Members believe that strengthening health systems and capacity is essential to achieving sustainable recovery from COVID-19 and bringing back prosperity to the people, according to a release issued at the 11th APEC High-Level Meeting on Health & the Economy and received here on Wednesday.
Health ministers, academics, industry leaders, and representatives from governmental and international organizations convened for the 11th APEC High-Level Meeting on Health and the Economy on Tuesday (August 24) against the backdrop of a resurgence in COVID-19 infections globally due to the more transmissible Delta variant, which only highlighted the disparity in health systems’ capacity and vaccination coverage.
Opening the high-level meeting, New Zealand’s Minister of Health, Andrew Little, underscored the significance of close cooperation and coordinated response when confronted with an unprecedented and continuing health and economic crisis caused by the COVID-19 pandemic globally while urging members to bolster collaboration to ensure health equity.
"The pandemic has protracted for 20 months, and the world is still adjusting to the uncertainty it brings and the constant way the virus changes," Minister Little remarked.
"One thing that is certain, however, is that good health and economic prosperity are interdependent," he emphasized.
"When we look across the world, we can see the toll of COVID-19 has not been borne equally ... either between countries or within countries. The poorest have been hit the hardest," he added.
Hence, Little called on all APEC member economies to work together, both within the APEC and more widely, to put equity at the heart of all efforts to combat COVID-19.
Vaccination coverage across APEC is noticeably diverse, ranging from 148 doses per 100 residents to a low of only one dose per 100 residents.

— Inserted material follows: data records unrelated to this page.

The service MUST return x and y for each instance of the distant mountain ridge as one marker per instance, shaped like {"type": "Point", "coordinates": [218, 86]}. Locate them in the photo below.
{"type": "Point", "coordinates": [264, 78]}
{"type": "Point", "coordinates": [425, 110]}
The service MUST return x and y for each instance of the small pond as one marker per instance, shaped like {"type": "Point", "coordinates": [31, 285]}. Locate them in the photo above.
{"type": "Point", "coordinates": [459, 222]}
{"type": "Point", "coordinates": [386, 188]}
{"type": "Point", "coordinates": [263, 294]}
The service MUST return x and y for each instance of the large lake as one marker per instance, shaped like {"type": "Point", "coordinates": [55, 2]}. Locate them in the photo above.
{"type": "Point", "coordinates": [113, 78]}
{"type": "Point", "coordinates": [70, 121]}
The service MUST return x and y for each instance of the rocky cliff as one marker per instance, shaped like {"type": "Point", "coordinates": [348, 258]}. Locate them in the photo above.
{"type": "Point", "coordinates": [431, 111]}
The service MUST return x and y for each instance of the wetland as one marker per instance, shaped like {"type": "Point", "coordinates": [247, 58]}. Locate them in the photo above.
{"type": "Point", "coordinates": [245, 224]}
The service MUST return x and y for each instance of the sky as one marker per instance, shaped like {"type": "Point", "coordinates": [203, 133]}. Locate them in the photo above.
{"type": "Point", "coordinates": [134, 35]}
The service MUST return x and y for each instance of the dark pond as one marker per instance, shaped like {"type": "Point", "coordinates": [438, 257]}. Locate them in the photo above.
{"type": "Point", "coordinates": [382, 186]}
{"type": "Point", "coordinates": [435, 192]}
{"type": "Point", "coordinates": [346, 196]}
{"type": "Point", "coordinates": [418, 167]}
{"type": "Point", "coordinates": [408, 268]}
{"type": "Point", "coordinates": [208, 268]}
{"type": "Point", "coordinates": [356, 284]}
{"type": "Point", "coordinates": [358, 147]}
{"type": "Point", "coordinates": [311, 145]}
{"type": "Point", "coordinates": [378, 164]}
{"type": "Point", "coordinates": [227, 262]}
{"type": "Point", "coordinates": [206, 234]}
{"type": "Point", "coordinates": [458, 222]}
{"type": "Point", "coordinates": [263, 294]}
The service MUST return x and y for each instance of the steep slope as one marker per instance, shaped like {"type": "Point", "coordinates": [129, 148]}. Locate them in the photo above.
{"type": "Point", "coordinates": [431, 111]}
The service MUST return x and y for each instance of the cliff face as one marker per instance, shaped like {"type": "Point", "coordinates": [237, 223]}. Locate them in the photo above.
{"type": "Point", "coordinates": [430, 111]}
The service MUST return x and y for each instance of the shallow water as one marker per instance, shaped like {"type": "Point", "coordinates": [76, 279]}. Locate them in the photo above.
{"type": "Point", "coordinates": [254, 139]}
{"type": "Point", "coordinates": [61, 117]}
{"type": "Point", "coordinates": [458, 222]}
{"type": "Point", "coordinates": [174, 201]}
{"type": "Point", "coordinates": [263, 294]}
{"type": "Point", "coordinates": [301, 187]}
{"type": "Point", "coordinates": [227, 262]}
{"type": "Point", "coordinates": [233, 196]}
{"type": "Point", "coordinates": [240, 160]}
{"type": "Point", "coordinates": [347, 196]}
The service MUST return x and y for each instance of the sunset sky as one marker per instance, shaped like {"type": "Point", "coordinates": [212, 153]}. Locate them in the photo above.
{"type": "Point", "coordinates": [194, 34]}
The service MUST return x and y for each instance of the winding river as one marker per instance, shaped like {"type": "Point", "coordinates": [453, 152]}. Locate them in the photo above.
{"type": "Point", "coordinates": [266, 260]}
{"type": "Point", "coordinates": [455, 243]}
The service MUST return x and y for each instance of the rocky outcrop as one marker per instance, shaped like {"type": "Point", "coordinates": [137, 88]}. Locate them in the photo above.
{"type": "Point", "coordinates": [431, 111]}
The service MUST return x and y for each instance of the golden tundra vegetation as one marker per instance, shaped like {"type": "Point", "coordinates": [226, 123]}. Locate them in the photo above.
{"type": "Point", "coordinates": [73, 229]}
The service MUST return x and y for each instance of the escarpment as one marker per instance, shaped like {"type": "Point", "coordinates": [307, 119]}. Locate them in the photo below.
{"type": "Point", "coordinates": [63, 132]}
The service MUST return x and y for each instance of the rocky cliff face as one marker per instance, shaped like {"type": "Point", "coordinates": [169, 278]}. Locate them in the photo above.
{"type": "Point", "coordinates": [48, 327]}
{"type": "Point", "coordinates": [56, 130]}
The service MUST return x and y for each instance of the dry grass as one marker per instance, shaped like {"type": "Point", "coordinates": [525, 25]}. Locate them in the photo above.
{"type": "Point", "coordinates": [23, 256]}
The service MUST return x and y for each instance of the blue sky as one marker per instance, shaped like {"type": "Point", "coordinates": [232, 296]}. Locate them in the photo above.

Consequently, the rate of fully vaccinated people across economies varies greatly, from as low as 0.2 percent to as high as 72 percent of the population as of mid-August.

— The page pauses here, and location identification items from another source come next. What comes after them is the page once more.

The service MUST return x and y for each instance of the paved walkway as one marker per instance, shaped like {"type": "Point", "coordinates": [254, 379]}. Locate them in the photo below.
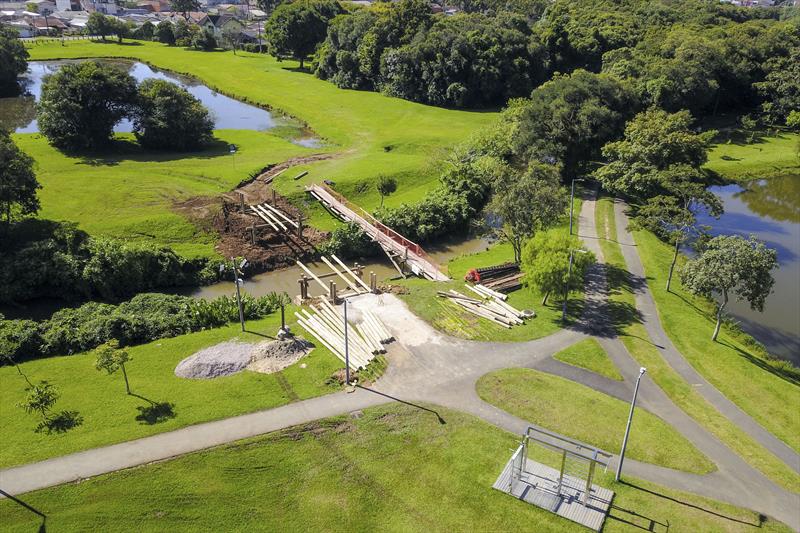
{"type": "Point", "coordinates": [433, 368]}
{"type": "Point", "coordinates": [646, 305]}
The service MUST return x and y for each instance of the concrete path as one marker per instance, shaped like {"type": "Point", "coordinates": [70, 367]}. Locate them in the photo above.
{"type": "Point", "coordinates": [436, 369]}
{"type": "Point", "coordinates": [646, 305]}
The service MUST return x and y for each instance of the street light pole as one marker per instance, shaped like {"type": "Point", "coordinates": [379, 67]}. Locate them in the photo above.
{"type": "Point", "coordinates": [642, 370]}
{"type": "Point", "coordinates": [236, 281]}
{"type": "Point", "coordinates": [572, 203]}
{"type": "Point", "coordinates": [346, 348]}
{"type": "Point", "coordinates": [566, 283]}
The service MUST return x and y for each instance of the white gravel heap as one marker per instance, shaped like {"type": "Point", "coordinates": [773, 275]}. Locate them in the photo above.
{"type": "Point", "coordinates": [230, 357]}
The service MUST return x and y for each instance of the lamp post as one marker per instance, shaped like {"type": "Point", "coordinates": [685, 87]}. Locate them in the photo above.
{"type": "Point", "coordinates": [232, 151]}
{"type": "Point", "coordinates": [642, 370]}
{"type": "Point", "coordinates": [346, 348]}
{"type": "Point", "coordinates": [572, 202]}
{"type": "Point", "coordinates": [566, 282]}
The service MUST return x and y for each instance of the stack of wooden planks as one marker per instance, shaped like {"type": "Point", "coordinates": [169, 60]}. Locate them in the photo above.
{"type": "Point", "coordinates": [488, 305]}
{"type": "Point", "coordinates": [273, 216]}
{"type": "Point", "coordinates": [364, 340]}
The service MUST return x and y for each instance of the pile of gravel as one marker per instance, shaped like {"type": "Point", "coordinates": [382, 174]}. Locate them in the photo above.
{"type": "Point", "coordinates": [221, 359]}
{"type": "Point", "coordinates": [230, 357]}
{"type": "Point", "coordinates": [274, 356]}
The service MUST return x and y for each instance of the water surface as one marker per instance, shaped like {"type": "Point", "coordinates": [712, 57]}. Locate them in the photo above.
{"type": "Point", "coordinates": [19, 114]}
{"type": "Point", "coordinates": [770, 210]}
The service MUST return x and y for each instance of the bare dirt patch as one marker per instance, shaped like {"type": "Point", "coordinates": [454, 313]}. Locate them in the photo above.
{"type": "Point", "coordinates": [230, 357]}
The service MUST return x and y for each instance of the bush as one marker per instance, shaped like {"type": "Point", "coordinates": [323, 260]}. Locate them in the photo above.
{"type": "Point", "coordinates": [57, 260]}
{"type": "Point", "coordinates": [348, 242]}
{"type": "Point", "coordinates": [144, 318]}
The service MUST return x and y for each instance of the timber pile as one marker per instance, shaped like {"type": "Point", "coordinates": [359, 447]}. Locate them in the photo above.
{"type": "Point", "coordinates": [365, 339]}
{"type": "Point", "coordinates": [488, 305]}
{"type": "Point", "coordinates": [274, 217]}
{"type": "Point", "coordinates": [505, 278]}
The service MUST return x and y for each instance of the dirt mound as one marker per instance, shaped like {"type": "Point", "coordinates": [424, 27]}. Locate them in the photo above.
{"type": "Point", "coordinates": [221, 359]}
{"type": "Point", "coordinates": [274, 356]}
{"type": "Point", "coordinates": [230, 357]}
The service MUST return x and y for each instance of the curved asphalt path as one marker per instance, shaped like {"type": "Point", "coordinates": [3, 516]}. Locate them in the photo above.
{"type": "Point", "coordinates": [433, 368]}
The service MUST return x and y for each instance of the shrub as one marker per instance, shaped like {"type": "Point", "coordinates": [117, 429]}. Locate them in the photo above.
{"type": "Point", "coordinates": [144, 318]}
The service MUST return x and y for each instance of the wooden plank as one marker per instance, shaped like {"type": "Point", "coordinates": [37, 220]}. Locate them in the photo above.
{"type": "Point", "coordinates": [267, 220]}
{"type": "Point", "coordinates": [280, 213]}
{"type": "Point", "coordinates": [358, 280]}
{"type": "Point", "coordinates": [349, 283]}
{"type": "Point", "coordinates": [313, 276]}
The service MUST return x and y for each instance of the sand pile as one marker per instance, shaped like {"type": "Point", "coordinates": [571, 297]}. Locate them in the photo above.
{"type": "Point", "coordinates": [230, 357]}
{"type": "Point", "coordinates": [269, 357]}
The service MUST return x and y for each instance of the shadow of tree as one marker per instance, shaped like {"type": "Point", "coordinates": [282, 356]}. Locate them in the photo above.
{"type": "Point", "coordinates": [60, 423]}
{"type": "Point", "coordinates": [155, 413]}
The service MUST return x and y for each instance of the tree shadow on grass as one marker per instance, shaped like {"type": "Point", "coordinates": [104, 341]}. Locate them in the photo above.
{"type": "Point", "coordinates": [124, 149]}
{"type": "Point", "coordinates": [761, 518]}
{"type": "Point", "coordinates": [60, 423]}
{"type": "Point", "coordinates": [155, 413]}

Minister Little remarked that international trade forums are critical to safeguarding the equitable supply of vaccines and related COVID-19 therapeutic products and reflected in the advancements made during APEC 2021 in this area.
"This year, we are taking action to strengthen international supply chains for COVID-19 vaccines and related goods to ensure their swift and efficient distribution," he affirmed.

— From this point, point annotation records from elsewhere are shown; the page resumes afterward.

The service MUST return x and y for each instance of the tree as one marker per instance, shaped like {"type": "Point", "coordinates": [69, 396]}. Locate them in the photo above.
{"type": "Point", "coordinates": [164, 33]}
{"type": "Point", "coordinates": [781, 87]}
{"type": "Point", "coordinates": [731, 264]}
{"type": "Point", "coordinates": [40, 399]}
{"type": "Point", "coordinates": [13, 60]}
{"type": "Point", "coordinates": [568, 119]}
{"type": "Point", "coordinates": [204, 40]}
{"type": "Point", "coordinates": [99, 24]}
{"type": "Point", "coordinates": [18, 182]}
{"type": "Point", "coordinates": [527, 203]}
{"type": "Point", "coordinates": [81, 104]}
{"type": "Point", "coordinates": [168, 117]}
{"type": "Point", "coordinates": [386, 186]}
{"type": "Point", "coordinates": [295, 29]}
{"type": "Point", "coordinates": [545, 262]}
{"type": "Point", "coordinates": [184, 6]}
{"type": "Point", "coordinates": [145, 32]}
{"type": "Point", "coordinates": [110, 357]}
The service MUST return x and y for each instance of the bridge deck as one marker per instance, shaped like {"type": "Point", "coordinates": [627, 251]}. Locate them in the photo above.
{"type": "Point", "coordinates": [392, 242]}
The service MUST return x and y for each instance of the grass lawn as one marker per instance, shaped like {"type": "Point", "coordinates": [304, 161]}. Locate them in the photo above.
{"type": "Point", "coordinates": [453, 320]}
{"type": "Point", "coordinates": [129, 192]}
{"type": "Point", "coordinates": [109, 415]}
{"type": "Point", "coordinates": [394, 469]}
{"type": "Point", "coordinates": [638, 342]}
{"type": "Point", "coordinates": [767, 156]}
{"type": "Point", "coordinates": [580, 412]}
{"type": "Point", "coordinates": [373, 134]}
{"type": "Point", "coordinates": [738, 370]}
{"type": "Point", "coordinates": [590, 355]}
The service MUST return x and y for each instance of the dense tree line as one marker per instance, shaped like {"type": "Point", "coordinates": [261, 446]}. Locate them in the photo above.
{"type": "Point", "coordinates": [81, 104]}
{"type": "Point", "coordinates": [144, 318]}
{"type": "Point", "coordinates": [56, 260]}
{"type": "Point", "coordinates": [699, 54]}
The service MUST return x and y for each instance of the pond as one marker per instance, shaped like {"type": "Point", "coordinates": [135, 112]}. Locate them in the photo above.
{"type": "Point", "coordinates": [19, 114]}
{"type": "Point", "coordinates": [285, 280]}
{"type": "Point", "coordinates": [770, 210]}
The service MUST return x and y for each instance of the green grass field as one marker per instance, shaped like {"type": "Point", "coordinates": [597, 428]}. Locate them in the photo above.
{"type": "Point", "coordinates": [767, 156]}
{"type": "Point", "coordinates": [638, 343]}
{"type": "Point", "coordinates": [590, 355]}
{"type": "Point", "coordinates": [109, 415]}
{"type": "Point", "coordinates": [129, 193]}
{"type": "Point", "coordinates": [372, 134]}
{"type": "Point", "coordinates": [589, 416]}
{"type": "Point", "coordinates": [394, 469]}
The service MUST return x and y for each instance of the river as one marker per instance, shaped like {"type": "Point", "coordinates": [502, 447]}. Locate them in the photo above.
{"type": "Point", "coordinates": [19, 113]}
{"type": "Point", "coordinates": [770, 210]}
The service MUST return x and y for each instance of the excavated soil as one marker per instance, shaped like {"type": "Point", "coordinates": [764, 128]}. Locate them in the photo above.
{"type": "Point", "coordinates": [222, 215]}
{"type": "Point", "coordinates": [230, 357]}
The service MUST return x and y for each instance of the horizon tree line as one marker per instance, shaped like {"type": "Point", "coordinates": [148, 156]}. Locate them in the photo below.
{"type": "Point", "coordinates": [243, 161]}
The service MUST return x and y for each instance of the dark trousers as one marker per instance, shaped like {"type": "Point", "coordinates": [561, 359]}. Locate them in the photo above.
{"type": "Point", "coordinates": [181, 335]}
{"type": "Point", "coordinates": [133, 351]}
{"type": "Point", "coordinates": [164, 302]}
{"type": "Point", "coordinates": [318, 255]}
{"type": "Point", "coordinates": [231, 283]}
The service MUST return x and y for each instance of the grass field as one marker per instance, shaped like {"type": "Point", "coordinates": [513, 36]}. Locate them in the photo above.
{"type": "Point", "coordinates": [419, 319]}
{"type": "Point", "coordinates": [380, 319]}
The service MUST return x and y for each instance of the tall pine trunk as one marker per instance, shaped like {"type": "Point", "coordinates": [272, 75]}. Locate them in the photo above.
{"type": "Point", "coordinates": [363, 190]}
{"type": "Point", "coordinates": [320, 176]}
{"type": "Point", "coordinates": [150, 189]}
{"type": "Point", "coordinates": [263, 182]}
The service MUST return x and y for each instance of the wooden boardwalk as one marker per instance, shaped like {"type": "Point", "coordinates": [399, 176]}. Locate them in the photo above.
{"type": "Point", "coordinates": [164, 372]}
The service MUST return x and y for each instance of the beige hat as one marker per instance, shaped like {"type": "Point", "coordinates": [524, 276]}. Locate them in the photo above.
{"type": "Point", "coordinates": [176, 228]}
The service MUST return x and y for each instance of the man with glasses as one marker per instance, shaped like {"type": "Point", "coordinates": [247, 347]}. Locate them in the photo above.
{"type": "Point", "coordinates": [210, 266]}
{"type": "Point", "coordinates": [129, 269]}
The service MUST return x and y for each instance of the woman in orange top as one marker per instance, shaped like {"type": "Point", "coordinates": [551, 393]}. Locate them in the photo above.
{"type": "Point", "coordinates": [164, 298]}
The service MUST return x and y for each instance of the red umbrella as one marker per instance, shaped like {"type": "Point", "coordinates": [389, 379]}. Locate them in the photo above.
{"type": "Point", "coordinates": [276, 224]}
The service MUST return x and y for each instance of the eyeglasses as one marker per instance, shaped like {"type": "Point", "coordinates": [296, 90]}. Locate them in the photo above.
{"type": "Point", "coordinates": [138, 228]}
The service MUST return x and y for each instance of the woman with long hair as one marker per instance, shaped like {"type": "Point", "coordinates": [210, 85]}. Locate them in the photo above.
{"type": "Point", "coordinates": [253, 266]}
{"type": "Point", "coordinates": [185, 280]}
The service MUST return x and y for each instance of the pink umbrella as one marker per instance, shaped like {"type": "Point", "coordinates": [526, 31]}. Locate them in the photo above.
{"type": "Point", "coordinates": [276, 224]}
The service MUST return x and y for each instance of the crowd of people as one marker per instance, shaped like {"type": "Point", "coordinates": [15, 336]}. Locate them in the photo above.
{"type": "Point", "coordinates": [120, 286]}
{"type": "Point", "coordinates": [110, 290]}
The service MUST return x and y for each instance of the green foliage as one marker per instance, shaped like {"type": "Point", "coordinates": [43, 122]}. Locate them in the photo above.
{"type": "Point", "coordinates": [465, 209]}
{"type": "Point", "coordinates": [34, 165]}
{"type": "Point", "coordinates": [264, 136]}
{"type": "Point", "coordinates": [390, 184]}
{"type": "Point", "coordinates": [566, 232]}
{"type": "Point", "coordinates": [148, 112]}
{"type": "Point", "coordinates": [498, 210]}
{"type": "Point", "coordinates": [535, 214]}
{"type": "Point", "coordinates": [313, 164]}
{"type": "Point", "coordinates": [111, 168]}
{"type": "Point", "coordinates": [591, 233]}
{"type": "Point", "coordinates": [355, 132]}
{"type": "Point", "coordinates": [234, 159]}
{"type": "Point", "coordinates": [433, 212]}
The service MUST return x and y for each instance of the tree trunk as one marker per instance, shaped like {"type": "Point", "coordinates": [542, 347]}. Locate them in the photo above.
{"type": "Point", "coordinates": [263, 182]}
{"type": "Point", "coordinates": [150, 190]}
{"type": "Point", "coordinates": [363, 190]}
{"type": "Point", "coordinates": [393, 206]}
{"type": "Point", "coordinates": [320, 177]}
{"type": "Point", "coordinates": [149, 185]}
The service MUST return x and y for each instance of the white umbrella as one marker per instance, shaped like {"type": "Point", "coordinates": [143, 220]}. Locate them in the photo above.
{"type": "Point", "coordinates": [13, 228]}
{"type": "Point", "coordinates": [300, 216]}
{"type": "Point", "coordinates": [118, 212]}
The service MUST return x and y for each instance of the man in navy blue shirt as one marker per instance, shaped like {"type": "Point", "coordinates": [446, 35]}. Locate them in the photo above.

"It is vital that we strengthen our collective efforts on trade barriers and that we help facilitate increased manufacturing and distribution of COVID-19 vaccines and related products," he reiterated.
The high-level meeting also focused on the impact of COVID-19 on women and vulnerable groups.
APEC members and experts discussed policy measures that support equitable access to healthcare services for these communities as well as enable a safe return to work.
Members and experts have suggested to incorporate health equity into trade and supply chains for vaccines and other medical products, looking at the role of regulatory convergence to improve the resiliency of supply chain.
Sustainable investments in pandemic prevention and preparedness are also paramount to expediting economic recovery, mitigating the negative impacts on livelihoods, and reducing the possibility of future health shocks. Members agreed that investment in health systems is a strategic asset for economic resiliency.
"We all have a role to play in ensuring that the global community emerges stronger from this pandemic," Minister Little stressed.
"Our approach must be global, our commitment collective, and our assistance must encompass all levels of society to ensure equitable outcomes. Through this dialogue, we can jointly reinforce our commitment to health equity and building resilient health systems, alongside sustainable economic growth," he concluded.